И все же было очень обидно. Это он так — делал хорошую мину при плохой игре. Не должна она была бы его бросать. Но все же. Все же Вадим испытывал определенное облегчение, словно гора с плеч свалилась, словно сбросил со спины тяжелый мешок. Мешок, полный этих. «Друзей». Грязноватых, патлатых, нетрезвых, подкуренных, бесталанных, как пустая порода. По слухам, в этой породе можно найти и алмаз. Но не искать же, пачкаться. Да и как отличишь? Они ведь, алмазы-то, говорят, невзрачные на вид, пока их не отшлифуешь. «У меня своя дорога, — твердил себе Вадим, — своя». На ходу он нервно взлохматил волосы, пропустил через пальцы длинную челку, словно пытался вычесать — как перхоть — зародившийся было под волосами стыд.
За неделю новоявленные «декабристы» почти привыкли к тому, что мертвые — они и есть мертвые. Может быть, где-то они и воскресают или не воскресают, а просто разгуливают по ночам, но только не в советском морге.

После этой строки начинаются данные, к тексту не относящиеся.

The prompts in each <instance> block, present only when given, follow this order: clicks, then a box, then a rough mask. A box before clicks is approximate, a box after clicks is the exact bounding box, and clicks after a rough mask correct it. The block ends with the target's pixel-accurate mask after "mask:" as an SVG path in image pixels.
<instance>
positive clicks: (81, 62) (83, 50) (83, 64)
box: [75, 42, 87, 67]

В советском морге они не покойники, не мертвецы, не усопшие, не преставившиеся, не почившие, а — трупы, сгусток несвежей органической материи, и не имеют они ни пола, ни возраста, ни имени, а лишь инвентарный номер. И церемониться с ними особенно нечего, если никто не видит. Свалил, не глядя, на металлический стол, поправил простынку и пошел за следующим.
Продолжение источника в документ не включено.